Assistant Professor; Departments of Dermatology (Fac) and Cell Biology

RESEARCH THEMES:
Cell Biology, Dermatology

KEYWORDS:
Cancer heterogeneity, Cancer Stem Cells, Cell Migration, Morphogenesis, Self-renewal, Signal Transduction, Stem Cell Biology Gene Expression

 

 

 

Contact Information

522 First Avenue
Smilow Research Center
Floor 4, Room 411
New York, NY 10016

Tel: 212-263-9251
Email: markus.schober@nyumc.org

Defining Cancer Stem Cell Self-Renewal and Phenotypic Heterogeneity

Self-renewal is a vital process that enables normal stem cells to maintain their own identity and proliferative potential throughout life while their highly specialized descendants replenish damaged cells and heal wounded tissue after injury. Likewise, self-renewal also allows cancer stem cells to sustain unlimited tumor growth. Whether self-renewal in normal stem cells and cancer stem cells is regulated by the same or rather distinct molecular mechanisms is a pivotal question in stem and cancer cell biology, because effective therapies should only target cancer stem cells while leaving normal stem cells unaffected. Still, most cancer treatments available today hit rapidly proliferating and dividing cells. Such therapies not only cause severe side effects on normal tissues, they also allow some cancer stem cells to escape treatment to initiate recurrent tumors after therapy.

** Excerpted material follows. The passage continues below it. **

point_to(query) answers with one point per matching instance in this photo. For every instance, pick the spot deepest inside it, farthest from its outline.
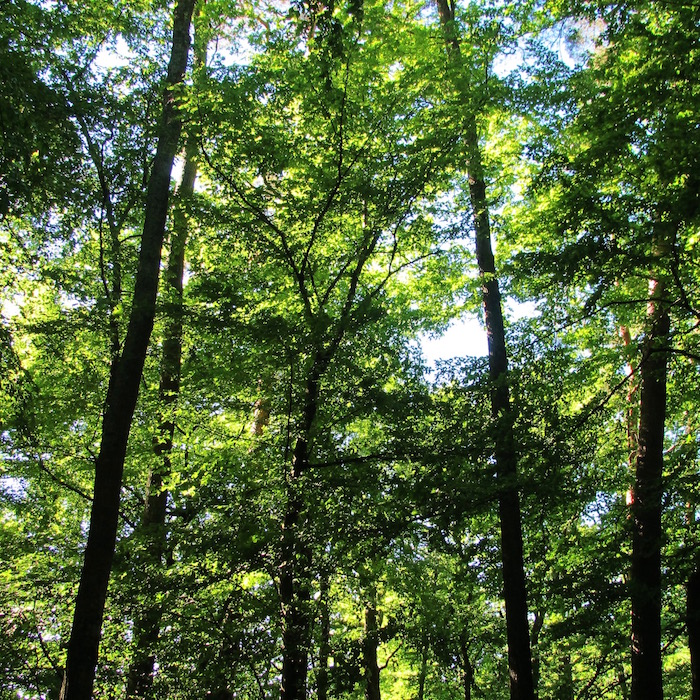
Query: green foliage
(327, 235)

Using skin and cutaneous squamous cell carcinoma as a model, we begin to uncover the identity and self-renewal program of cancer stem cells in comparison to normal tissue stem cells. Our current research focuses on two critical questions:

  1. How do cancer stem cells self-renew? We identified a small group of genes that are essential for cancer stem cell self-renewal and dispensable for normal skin epithelial stem cell functions in mouse and human. We hypothesize that these molecules may serve as cancer stem cell specific master regulators that define their identity and govern their self-renewing potential. Our research aims to uncover the molecular circuitry that controls these master regulators and enables their functions. The identification of these regulatory mechanisms will be a first step towards the definition of cancer stem cell specific diagnostic markers and the development of effective therapies for cancer patients with limited effects on normal tissues.
  2. How can cancer stem cells interconvert between phenotypically distinct states? We and others discovered that cancer stem cells can exist in closely related but phenotypically distinct states. These phenotypic differences allow some cancer stem cells to restist therapy and initiate relapse after remission, while others respond and die. To uncover the cellular and molecular mechanisms that empower cancer stem cells to interconvert between these phenotypically distinctive states, we developed genetically encoded, fluorescent reporter that enable us to track the cells’ behavior and profile their molecular characteristics within tumors.

Once we begin to better understand how a cancer stem cells’ identity, self-renewing potential, and phenotypic behaviors are controlled within intact tumors, we can begin to develop regimens that eradicate tumors while leaving normal tissues unaffected.